Annotation ©2004 Book News, Inc., Portland, OR (booknews.com)
In One with Nineveh, acclaimed writers Paul and Anne Ehrlich explore how overpopulation, overconsumption, and political and economic inequity are increasingly determining today's politics and shaping humankind's future. The authors demonstrate the ways these often-neglected factors influence each other, and reveal how we can begin to create a better and more lasting world if we take them seriously into account.

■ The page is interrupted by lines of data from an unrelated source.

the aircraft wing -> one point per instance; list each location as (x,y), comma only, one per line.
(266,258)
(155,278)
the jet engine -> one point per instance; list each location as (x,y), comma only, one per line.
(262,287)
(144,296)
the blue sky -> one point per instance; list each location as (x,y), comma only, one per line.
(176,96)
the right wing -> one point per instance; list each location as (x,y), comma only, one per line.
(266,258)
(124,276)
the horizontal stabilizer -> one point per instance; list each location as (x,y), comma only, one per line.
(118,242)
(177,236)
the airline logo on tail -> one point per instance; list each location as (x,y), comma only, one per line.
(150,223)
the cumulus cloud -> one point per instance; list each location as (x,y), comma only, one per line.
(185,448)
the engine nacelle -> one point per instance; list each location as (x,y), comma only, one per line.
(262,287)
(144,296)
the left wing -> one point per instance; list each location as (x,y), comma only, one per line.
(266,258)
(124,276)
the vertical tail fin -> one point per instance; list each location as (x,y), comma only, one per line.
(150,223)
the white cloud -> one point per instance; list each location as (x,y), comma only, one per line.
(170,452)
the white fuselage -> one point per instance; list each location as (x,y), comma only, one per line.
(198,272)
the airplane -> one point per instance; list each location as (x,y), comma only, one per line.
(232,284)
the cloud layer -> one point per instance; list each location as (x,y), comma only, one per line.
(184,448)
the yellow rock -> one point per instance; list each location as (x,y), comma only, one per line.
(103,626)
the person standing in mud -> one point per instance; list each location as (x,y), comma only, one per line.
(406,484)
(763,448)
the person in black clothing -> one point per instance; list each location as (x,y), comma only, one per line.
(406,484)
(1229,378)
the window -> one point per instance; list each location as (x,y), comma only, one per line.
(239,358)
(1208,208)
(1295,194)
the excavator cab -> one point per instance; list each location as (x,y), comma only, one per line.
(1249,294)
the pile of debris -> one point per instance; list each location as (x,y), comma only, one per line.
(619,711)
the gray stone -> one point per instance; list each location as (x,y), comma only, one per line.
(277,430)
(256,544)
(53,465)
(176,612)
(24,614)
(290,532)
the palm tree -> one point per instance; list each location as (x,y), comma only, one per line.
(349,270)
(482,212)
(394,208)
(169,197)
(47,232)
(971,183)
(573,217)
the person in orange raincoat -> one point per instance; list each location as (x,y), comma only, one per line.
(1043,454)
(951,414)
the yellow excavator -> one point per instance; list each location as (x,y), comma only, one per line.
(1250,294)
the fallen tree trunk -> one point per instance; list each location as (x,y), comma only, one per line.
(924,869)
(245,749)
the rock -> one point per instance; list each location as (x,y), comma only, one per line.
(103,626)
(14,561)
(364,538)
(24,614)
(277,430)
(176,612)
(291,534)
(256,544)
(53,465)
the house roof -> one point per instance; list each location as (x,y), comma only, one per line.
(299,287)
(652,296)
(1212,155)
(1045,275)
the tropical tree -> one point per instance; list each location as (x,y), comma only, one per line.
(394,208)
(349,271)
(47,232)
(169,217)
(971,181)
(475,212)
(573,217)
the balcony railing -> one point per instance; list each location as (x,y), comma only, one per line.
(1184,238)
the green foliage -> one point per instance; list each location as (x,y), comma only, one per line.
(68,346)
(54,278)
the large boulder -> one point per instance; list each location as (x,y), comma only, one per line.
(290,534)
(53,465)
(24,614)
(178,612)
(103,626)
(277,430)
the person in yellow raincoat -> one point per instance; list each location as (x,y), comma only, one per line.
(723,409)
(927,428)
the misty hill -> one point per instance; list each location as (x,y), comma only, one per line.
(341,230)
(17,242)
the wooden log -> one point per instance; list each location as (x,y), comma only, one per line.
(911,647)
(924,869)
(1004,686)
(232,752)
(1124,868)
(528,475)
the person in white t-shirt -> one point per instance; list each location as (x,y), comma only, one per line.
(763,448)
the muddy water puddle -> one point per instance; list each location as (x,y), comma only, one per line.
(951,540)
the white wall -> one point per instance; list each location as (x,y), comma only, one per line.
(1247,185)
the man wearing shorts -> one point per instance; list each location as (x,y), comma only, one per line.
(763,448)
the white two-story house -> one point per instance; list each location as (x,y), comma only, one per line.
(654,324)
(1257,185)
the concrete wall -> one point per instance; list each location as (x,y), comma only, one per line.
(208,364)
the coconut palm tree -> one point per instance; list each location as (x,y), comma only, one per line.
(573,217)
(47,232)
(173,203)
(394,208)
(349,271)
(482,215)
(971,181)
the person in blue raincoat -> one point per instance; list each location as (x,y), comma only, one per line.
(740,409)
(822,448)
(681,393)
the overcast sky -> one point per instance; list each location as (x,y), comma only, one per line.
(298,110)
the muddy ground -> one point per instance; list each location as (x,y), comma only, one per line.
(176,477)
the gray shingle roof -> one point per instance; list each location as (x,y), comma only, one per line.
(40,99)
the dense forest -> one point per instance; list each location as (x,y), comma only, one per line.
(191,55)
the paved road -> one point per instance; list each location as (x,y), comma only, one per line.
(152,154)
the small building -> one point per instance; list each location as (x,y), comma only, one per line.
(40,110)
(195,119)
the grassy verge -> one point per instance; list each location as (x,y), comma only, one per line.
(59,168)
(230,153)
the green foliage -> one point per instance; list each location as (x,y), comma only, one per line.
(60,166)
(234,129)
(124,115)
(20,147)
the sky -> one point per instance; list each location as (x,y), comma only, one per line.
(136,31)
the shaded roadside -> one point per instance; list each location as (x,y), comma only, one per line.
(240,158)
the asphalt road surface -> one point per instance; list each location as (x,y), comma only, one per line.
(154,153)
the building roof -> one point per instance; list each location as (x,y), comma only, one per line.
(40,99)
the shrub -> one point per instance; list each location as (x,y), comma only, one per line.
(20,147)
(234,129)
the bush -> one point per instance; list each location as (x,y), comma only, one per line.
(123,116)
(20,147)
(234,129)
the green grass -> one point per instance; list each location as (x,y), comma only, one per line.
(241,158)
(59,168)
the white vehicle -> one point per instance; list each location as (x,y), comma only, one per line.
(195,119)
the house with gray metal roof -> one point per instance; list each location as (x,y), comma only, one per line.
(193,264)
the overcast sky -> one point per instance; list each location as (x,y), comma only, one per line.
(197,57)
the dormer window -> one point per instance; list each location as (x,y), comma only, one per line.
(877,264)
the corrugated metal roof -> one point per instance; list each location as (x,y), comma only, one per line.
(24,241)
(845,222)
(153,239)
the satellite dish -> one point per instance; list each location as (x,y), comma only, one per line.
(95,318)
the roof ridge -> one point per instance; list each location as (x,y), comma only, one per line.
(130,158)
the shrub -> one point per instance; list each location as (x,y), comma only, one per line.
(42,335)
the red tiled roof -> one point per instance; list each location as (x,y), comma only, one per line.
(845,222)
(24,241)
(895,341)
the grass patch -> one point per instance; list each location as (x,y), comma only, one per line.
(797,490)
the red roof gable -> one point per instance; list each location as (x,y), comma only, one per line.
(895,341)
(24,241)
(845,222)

Named a Notable Book for 2005 by the American Library Association, One with Nineveh is a fresh synthesis of the major issues of our time, now brought up to date with an afterword for the paperback edition. Through lucid explanations, telling anecdotes, and incisive analysis, the book spotlights the three elephants in our global living room-rising consumption, still-growing world population, and unchecked political and economic inequity-that together are increasingly shaping today's politics and humankind's future. One with Nineveh brilliantly puts today's political and environmental debates in a larger context and offers some bold proposals for improving our future prospect.
About the Author
Paul R. Ehrlich is Bing Professor of Population Studies and Professor of Biological Sciences at Stanford University. The author of The Population Bomb, Human Natures, and many other books, Ehrlich is a member of the National Academy of Sciences and a recipient of the Crafoord Prize (an explicit substitute for the Nobel Prize in fields of science in which the latter is not given).
Anne E. Ehrlich is affiliated with Stanford's Department of Biological Sciences and Center for Conservation Biology. She has served on the board of the Sierra Club and other conservation organizations, has coauthored ten books with her husband, and is a recipient of the Tyler Prize for Environmental Achievement.